Dès l'instant où nous avons admis l'ajout de l'alinéa 3 à l'article 12 - et nous l'avons admis, je le répète, à l'unanimité, par 10 voix contre 0 et 1 abstention -, nous avons estimé qu'il fallait pour les autres conditions nous limiter à définir un socle. Se limiter à définir un socle signifiait, aux yeux de la majorité de la commission, en rester aux exigences minimales prévues dans le projet du Conseil fédéral. Ces [PAGE 751] indications valent bien sûr pour la position de la commission à la lettre c et à la lettre d.

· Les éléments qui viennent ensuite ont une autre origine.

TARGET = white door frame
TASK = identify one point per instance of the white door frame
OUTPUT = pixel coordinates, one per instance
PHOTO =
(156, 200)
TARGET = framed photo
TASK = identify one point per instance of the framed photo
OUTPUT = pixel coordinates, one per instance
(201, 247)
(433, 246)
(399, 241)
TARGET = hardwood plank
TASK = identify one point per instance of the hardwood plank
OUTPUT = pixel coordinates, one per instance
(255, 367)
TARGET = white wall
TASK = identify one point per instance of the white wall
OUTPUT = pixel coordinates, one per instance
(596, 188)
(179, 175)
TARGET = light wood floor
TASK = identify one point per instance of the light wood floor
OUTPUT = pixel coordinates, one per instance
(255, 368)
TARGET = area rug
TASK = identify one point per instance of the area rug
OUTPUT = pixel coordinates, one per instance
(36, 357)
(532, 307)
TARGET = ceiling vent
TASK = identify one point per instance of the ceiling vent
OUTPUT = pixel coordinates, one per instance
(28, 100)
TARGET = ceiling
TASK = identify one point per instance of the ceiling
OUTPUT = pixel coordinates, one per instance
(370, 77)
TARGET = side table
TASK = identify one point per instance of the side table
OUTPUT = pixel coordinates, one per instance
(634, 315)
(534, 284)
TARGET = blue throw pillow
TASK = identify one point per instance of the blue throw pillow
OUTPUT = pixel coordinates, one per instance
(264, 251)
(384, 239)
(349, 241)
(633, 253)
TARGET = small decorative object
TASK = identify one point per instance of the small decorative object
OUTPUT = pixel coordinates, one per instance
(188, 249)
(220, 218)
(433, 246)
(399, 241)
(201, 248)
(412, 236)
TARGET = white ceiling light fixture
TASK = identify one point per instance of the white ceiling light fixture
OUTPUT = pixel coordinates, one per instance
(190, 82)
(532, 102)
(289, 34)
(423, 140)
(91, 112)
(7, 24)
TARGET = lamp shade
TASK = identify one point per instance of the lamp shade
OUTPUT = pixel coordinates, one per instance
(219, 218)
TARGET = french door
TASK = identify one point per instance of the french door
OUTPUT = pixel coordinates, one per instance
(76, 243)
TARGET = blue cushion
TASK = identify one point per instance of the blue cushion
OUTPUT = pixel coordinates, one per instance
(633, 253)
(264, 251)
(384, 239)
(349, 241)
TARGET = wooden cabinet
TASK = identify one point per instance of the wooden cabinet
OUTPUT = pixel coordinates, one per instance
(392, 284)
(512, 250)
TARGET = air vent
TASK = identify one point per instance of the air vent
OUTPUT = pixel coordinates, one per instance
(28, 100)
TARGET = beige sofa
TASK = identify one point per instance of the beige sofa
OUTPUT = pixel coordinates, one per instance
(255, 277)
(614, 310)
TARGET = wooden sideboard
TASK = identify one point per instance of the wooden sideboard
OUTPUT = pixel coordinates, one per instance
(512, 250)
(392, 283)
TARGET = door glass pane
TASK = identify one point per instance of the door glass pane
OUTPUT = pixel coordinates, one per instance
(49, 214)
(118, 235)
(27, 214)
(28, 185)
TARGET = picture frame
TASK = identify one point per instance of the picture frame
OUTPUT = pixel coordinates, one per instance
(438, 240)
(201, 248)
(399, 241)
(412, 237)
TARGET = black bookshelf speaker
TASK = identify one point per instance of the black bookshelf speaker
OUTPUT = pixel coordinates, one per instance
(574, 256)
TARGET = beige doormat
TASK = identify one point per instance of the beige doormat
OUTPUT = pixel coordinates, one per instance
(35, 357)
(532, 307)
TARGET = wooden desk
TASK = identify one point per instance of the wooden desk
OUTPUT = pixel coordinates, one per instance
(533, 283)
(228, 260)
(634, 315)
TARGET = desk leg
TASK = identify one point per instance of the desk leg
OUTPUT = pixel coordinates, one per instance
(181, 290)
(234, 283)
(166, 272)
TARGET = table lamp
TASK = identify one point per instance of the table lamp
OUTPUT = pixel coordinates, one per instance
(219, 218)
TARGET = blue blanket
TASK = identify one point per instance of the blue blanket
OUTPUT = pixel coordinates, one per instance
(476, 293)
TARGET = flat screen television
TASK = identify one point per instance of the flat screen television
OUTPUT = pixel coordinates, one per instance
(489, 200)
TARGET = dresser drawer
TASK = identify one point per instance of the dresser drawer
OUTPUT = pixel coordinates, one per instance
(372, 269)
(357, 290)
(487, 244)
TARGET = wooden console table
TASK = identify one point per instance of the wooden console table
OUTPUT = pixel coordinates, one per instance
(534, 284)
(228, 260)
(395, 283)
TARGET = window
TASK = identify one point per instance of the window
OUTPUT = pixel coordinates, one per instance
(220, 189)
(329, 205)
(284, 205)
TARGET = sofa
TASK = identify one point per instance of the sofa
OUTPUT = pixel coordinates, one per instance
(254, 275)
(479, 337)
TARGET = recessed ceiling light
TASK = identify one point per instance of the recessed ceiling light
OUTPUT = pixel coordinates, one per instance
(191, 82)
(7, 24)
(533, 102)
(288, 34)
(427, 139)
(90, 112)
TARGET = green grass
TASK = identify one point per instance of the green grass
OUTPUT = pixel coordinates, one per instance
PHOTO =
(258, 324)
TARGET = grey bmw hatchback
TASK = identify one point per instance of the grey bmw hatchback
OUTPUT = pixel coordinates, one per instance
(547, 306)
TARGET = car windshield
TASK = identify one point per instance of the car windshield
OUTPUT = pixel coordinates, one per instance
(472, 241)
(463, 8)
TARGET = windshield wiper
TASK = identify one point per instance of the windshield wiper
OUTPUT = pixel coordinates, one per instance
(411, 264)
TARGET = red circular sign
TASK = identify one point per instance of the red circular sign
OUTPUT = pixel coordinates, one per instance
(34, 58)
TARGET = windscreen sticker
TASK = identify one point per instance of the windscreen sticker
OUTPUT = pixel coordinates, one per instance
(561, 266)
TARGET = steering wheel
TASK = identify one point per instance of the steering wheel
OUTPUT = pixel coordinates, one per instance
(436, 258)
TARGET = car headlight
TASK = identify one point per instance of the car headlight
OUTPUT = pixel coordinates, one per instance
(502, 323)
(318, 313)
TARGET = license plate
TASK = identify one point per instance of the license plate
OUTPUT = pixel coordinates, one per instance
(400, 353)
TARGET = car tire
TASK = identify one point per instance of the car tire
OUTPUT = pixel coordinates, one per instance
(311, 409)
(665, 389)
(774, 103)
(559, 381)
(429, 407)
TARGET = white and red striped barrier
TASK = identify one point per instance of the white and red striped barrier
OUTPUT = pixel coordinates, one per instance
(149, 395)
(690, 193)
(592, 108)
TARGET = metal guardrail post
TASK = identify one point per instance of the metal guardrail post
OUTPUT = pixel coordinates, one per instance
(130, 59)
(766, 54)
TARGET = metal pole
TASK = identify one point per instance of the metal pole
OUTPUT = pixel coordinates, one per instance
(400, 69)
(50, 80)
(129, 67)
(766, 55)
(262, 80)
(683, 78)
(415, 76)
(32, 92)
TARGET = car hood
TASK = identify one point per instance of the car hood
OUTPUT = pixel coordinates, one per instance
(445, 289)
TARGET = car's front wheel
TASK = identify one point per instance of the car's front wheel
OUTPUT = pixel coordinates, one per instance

Plus précisément, en ce qui concerne la lettre c, la version du Conseil fédéral implique, pour ce qui est de la connaissance des langues, l'aptitude à communiquer dans une langue nationale. Le Conseil national a ajouté à cela "à l'oral et à l'écrit". On comprend bien que cela est très pénalisant pour les candidats à la naturalisation qui ont des difficultés à s'exprimer par écrit. Et nous n'avons pas le sentiment qu'un Suisse doive être obligatoirement quelqu'un de littéraire, quelqu'un qui a poursuivi des études. Bon nombre de nos compatriotes malheureusement ont des difficultés avec l'expression écrite; il n'en demeure pas moins qu'ils sont parfaitement intégrés dans notre pays et que ce sont des Suisses à l'égal de tous les autres. Cela se manifeste par le fait qu'ils peuvent communiquer dans une de nos langues nationales.
C'est la raison pour laquelle votre commission vous propose, par 6 voix contre 5, d'en rester, à la lettre c, au projet du Conseil fédéral.